Outras autoridades eleitas que atacaram a Acadêmicos de Niterói na internet incluem:

  • Filipe Barros (PL-DF), ex-líder da oposição na Câmara dos Deputados e ligado à Igreja Presbiteriana
  • Caroline de Toni (sem partido-SC), ex-presidente da Comissão de Constituição e Justiça (CCJ) da Câmara
  • Deputado federal Nikolas Ferreira (PL-MG), fiel da Comunidade Graça e Paz e pré-candidato ao Senado em 2026

Já o pastor Silas Malafaia, líder da Assembleia de Deus Vitória em Cristo e aliado histórico do bolsonarismo, não citou diretamente o desfile da Acadêmicos de Niterói. No entanto, em pregação recente, o líder evangélico alertou os fiéis sobre os perigos de assistir às festividades pela televisão. "Quando você liga a sua televisão, você faz com que o diabo entre na sua casa, que está lá naquela festa", declarou em vídeo publicado no domingo, 15 de fevereiro, nas redes sociais.

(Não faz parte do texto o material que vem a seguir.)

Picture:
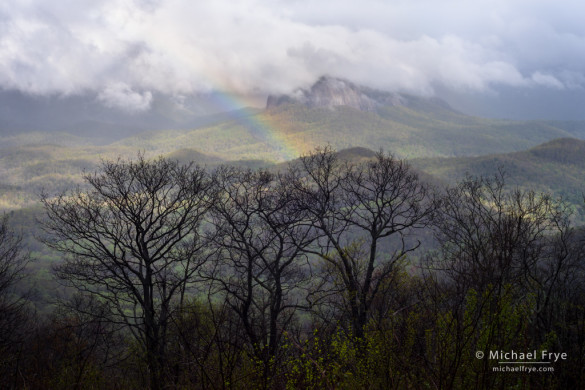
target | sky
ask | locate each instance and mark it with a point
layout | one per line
(515, 58)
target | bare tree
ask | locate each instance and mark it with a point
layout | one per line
(260, 240)
(133, 239)
(13, 313)
(365, 216)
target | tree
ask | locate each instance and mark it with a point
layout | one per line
(133, 239)
(13, 313)
(491, 236)
(260, 240)
(356, 210)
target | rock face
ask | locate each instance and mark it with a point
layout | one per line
(331, 92)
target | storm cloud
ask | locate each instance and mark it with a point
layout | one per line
(124, 51)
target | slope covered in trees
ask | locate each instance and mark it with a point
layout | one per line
(307, 277)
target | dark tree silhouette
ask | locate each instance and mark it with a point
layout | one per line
(13, 313)
(354, 210)
(260, 240)
(133, 239)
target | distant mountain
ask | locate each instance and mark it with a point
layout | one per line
(332, 112)
(557, 167)
(330, 92)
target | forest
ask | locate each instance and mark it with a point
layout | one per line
(323, 273)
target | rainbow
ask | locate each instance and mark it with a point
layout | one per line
(259, 126)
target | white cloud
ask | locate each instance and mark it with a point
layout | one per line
(125, 50)
(121, 96)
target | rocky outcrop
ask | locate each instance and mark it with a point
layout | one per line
(331, 92)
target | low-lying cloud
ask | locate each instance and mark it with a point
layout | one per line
(126, 51)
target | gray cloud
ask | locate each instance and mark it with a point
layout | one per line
(124, 51)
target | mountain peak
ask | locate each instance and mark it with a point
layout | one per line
(331, 92)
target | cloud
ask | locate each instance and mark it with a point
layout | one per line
(124, 51)
(120, 95)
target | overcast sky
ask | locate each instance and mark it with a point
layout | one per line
(124, 52)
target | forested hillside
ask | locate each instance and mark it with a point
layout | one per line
(313, 275)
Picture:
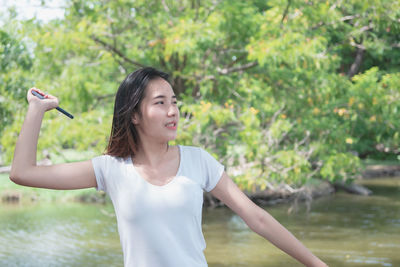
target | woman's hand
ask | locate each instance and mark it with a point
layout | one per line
(49, 102)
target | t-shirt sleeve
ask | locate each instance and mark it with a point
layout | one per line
(212, 170)
(99, 166)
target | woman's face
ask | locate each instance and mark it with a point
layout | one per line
(160, 114)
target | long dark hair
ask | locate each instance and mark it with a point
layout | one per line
(124, 137)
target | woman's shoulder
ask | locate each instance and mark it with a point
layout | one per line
(110, 159)
(190, 149)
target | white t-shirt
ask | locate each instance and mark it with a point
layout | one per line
(160, 226)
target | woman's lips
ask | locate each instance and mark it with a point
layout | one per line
(171, 125)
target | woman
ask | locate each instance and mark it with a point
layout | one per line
(156, 189)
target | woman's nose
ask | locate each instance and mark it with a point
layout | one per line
(173, 110)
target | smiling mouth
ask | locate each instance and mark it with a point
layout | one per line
(171, 125)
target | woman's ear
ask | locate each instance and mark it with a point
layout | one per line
(135, 118)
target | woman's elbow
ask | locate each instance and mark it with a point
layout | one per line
(16, 177)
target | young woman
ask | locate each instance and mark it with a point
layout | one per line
(156, 189)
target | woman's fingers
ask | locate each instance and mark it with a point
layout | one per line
(49, 101)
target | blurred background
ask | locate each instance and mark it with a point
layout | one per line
(298, 99)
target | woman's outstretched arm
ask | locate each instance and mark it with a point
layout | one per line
(24, 170)
(262, 222)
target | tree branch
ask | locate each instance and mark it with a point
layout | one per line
(357, 61)
(115, 51)
(285, 13)
(238, 68)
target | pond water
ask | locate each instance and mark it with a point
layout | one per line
(342, 229)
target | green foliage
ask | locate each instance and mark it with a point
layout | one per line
(279, 91)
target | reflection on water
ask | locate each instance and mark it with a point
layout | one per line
(344, 230)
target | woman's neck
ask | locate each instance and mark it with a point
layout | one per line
(151, 153)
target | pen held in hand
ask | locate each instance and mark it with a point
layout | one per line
(35, 93)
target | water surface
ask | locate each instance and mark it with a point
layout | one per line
(342, 229)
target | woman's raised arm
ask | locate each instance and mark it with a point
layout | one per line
(24, 170)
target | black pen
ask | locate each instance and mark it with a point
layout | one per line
(58, 108)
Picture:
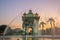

O contexto político e cultural do Carnaval

Este episódio ilustra a tensão crescente entre setores conservadores da sociedade brasileira e as expressões culturais tradicionais do Carnaval. A utilização de temas políticos satíricos nos desfiles das escolas de samba tem sido uma característica marcante do Carnaval carioca, mas raramente gera reações tão intensas de figuras políticas em exercício.

A polêmica também levanta questões sobre o financiamento público de eventos culturais e os limites da liberdade de expressão artística. Enquanto os organizadores do desfile defendem a criatividade e a crítica social como elementos essenciais do Carnaval, os políticos evangélicos argumentam que recursos públicos não deveriam ser utilizados para ridicularizar valores religiosos e familiares.